Still one the funniest science fiction satire films of all time


----------



## AllanR (Aug 30, 2022)

BAYLOR said:


> Still one the funniest science fiction satire films of all time


I loved when he was shown old films by historians and asked the significance....


----------



## BAYLOR (Aug 30, 2022)

AllanR said:


> I loved when he was shown old films by historians and asked the significance....
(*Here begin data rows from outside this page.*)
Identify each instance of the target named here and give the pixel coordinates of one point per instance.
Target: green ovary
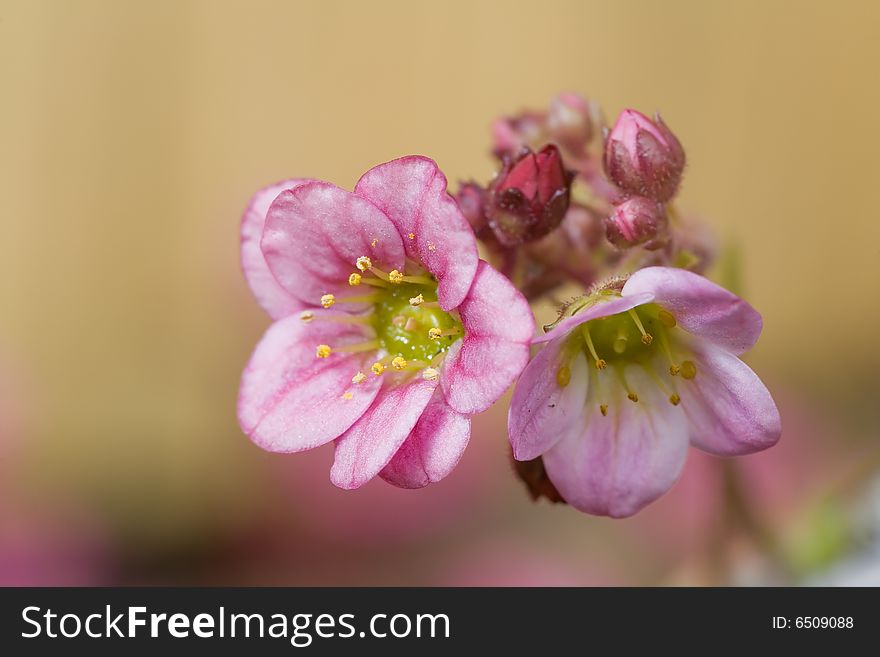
(402, 328)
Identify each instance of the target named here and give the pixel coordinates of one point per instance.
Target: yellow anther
(666, 318)
(688, 369)
(563, 376)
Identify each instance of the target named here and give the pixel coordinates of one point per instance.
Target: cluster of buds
(645, 160)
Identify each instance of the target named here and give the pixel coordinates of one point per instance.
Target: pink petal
(412, 192)
(730, 410)
(433, 449)
(498, 326)
(315, 234)
(371, 442)
(270, 295)
(542, 412)
(700, 306)
(290, 400)
(602, 309)
(625, 460)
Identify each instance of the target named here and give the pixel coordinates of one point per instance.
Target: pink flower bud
(569, 122)
(643, 157)
(530, 196)
(638, 220)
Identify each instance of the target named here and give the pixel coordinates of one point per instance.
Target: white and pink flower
(629, 377)
(390, 332)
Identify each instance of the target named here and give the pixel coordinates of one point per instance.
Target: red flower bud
(530, 196)
(638, 220)
(643, 157)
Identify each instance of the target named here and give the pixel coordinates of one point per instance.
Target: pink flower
(390, 331)
(629, 376)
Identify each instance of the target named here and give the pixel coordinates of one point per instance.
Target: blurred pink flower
(613, 442)
(395, 376)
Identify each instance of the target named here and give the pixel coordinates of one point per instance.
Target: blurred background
(131, 137)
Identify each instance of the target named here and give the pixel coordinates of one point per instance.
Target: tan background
(133, 133)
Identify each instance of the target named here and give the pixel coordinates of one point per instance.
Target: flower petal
(371, 442)
(498, 326)
(730, 410)
(625, 460)
(433, 448)
(315, 234)
(290, 400)
(602, 309)
(700, 306)
(542, 412)
(269, 294)
(412, 192)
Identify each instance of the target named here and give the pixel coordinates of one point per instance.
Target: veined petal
(625, 460)
(289, 399)
(601, 309)
(730, 410)
(371, 442)
(412, 192)
(433, 448)
(700, 306)
(498, 327)
(269, 294)
(315, 234)
(542, 411)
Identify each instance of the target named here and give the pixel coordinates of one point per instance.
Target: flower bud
(530, 196)
(643, 157)
(638, 220)
(569, 122)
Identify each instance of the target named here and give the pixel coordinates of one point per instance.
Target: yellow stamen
(666, 318)
(647, 338)
(600, 363)
(688, 369)
(563, 376)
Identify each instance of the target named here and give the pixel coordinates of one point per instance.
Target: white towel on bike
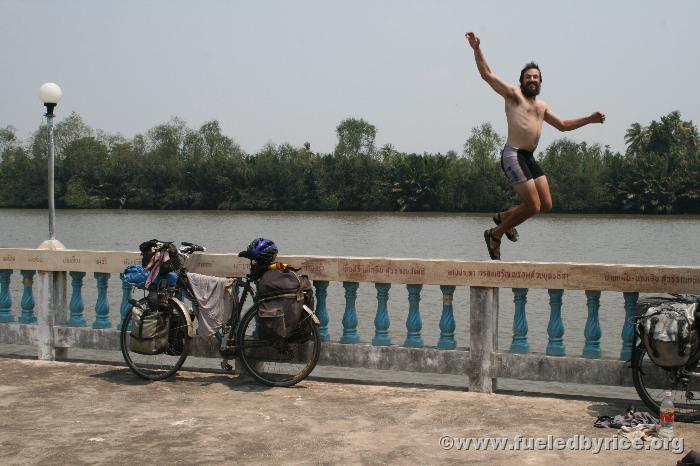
(215, 296)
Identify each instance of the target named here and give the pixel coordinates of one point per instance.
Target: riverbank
(79, 413)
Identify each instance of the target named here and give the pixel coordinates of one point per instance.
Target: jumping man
(525, 114)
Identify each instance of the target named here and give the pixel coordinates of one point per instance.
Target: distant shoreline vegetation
(172, 166)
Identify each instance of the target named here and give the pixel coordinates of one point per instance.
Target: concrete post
(483, 337)
(52, 307)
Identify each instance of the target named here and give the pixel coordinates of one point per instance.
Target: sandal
(494, 252)
(511, 234)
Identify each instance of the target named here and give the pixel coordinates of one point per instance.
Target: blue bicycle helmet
(260, 250)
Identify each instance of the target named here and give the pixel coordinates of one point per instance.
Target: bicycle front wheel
(278, 362)
(652, 381)
(165, 364)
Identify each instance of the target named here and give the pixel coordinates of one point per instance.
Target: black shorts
(519, 165)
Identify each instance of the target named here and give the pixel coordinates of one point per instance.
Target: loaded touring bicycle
(276, 339)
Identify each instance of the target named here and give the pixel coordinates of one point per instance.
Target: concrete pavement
(78, 413)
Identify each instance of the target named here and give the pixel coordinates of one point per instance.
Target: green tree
(355, 138)
(577, 174)
(486, 187)
(660, 167)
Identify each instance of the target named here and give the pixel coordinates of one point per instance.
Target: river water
(618, 239)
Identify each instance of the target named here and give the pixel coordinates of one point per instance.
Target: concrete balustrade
(44, 277)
  The  Howard Cosell clip commentary was priceless .


----------



## Vladd67 (Aug 30, 2022)

God damn cheap Japanese flying packs


----------



## Ursa major (Aug 30, 2022)

I'd be more worried about lunch being a box of Maltesers than what "served" it.


----------



## Swank (Aug 30, 2022)

This is silly. Don't want waiters? It's called a cafeteria.


----------



## Wayne Mack (Aug 30, 2022)

Many years ago, my sister took us to a favorite pizza place of her kids. It had a model railroad that ran in and out of the walls and was used to bring drinks to tables. Each table had a door that would unlock when the train stopped at a table to allow the unloading of drinks from a flatcar.


----------



## Guttersnipe (Sep 1, 2022)

Was it necessary to make the robot so cute?


----------



## Ursa major (Sep 2, 2022)

The Japanese** seem to think so.


** - I'm sure I've seen that type of face on a number of their automatons shown on the TV.


----------



## Swank (Sep 2, 2022)

Guttersnipe said:


> Was it necessary to make the robot so cute?


To make your eventual murder more ironic.


----------